Anzeige
Tutorialbeschreibung

Fotopraxis - Teil 07 - Gegenlicht - wenn die Kamera aufgibt

Fotopraxis - Teil 07 - Gegenlicht - wenn die Kamera aufgibt

Fotografie in der Praxis - 10 Tutorials zu konkreten Fotothemen zum Nachmachen und Ausprobieren.

Diese Tutorial-Reihe besteht aus insgesamt 10 Einzeltutorials, die sich mit praktischer Fotografie beschäftigen. Start ist Ende März 2009 mit dem Thema "Jahreszeiten", die weiteren Tutorials folgen im lockeren Wochenabstand.
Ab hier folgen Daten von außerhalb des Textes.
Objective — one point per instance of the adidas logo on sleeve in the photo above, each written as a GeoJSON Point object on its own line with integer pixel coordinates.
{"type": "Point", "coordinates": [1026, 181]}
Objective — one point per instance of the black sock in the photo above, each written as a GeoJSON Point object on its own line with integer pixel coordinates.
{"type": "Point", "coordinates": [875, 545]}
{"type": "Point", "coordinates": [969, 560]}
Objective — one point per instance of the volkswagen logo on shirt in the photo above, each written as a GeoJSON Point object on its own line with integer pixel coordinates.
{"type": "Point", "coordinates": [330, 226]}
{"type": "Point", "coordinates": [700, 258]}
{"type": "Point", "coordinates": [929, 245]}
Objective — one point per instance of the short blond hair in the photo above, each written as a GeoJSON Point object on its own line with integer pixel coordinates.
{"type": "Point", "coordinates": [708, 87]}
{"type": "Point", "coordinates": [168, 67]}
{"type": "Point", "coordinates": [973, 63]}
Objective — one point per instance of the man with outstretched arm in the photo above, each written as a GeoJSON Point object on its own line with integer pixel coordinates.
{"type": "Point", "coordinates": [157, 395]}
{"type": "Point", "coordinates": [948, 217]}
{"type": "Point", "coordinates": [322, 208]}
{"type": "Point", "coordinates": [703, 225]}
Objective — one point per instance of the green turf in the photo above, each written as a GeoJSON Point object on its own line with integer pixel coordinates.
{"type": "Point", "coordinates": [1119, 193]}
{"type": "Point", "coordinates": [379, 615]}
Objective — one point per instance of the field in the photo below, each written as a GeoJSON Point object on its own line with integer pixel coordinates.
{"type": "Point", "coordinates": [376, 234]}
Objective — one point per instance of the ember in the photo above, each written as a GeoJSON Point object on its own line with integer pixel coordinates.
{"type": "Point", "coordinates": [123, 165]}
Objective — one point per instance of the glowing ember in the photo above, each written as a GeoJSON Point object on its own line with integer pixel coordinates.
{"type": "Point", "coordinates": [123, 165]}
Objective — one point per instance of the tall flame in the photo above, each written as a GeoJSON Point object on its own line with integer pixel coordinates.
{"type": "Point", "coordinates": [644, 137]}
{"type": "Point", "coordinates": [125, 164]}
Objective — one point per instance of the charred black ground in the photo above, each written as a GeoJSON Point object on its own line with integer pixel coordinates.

Viel Spaß beim Nachmachen und Ausprobieren.


Gegenlicht - wenn die Kamera aufgibt …,

… muss der Fotograf manuell die Belichtungswerte festlegen. Denn Gegenlicht, das meistens entweder scherenschnittartige Motive oder hell strahlende Hintergründe produziert, gilt mit als die schwierigste Lichtsituation für Fotografen. Es schafft aber auch Lichtstimmungen, wie man sie in jedem modernen Modekatalog immer wieder sieht.

Bilder



 
Problem Gegenlicht: Entweder ist das Hauptmotiv richtig belichtet und der Hintergrund überstrahlt oder das Hauptmotiv ist zu dunkel und der Hintergrund in Ordnung.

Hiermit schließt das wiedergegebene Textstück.